In our last post, we began speaking about federal mail and wire fraud charges, particularly the general elements courts are looking for in these cases. As we noted, federal and mail fraud statutes are very adaptable in application, such that prosecutors have the ability to apply them in a variety of cases, including various fraud cases, bribery, money laundering and other white collar crimes.
A recent example of the adaptability of federal mail and wire fraud statutes is the fact that federal prosecutors out in New York are currently considering whether to charge General Motors under these statutes in connection with the debacle over faulty ignition switches that has caused over 100 fatalities. The possibility of fraud charges being issued in the ongoing case is interesting, given that there is really no precedent for doing so prior to a case against Toyota last fall.
That being said, federal wire and mail fraud statues are certainly not uncommon in other types of cases. The adaptability of these statutes lies in the fact that they are written in such a way that they cover essentially any transaction through mail or electronic device, provided that communication involves some form of fraud.

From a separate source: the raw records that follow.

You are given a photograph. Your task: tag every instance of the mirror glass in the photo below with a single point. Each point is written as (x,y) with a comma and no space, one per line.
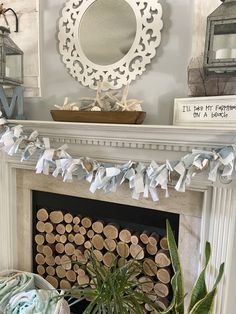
(107,31)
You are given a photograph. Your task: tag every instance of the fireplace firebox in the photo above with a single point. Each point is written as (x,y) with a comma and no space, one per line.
(66,228)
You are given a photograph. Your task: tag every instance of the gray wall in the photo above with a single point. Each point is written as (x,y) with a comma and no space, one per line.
(164,80)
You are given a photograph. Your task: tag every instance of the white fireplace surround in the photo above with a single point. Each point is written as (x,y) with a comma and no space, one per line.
(120,143)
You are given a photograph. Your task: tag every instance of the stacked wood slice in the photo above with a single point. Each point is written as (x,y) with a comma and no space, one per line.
(63,243)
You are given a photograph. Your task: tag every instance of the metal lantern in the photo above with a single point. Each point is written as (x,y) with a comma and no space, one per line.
(220,45)
(11,60)
(11,70)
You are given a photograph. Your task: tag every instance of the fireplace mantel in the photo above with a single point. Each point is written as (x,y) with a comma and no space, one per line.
(117,134)
(120,143)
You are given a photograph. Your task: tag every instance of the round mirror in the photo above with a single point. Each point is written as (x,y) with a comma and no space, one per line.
(109,40)
(103,38)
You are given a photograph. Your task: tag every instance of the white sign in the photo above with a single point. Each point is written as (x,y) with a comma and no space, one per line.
(205,111)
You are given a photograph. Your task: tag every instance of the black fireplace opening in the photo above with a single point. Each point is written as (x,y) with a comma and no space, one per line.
(133,218)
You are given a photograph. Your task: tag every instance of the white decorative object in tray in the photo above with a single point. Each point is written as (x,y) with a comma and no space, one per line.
(205,111)
(110,41)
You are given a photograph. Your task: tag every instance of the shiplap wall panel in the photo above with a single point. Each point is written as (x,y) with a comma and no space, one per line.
(28,40)
(202,9)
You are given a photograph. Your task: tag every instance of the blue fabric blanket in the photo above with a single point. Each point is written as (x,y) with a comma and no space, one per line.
(19,295)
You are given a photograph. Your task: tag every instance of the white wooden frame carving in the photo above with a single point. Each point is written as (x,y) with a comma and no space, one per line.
(120,143)
(148,37)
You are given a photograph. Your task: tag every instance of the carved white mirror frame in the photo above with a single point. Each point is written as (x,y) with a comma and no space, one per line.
(148,15)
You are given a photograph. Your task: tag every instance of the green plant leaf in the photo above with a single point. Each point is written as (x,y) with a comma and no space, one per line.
(179,285)
(200,290)
(220,275)
(206,304)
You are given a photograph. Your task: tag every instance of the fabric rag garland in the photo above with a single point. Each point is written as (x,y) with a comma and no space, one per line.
(143,179)
(23,292)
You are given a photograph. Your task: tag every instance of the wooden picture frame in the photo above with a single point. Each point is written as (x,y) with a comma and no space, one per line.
(217,111)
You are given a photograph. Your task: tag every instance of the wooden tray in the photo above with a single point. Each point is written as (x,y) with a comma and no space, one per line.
(119,117)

Courts have generally looked with favor upon the broad application of these statutes.
Defendants who are faced with criminal charges, including mail and wire fraud charges, should always work with an experienced attorney to make sure they have their case thoroughly evaluated and that they build the best possible defense. Doing so ensures their rights will be protected in the criminal process.
Sources: Nasdaq.com, “Prosecutors Broadly Use Mail-Fraud, Wire-Fraud Statutes,” Christopher M. Matthews, June 9, 2015.
Congressional Research Service, “Mail and Wire Fraud: A Brief Overview of Federal Criminal Law,” Charles Doyle, July 21, 2011.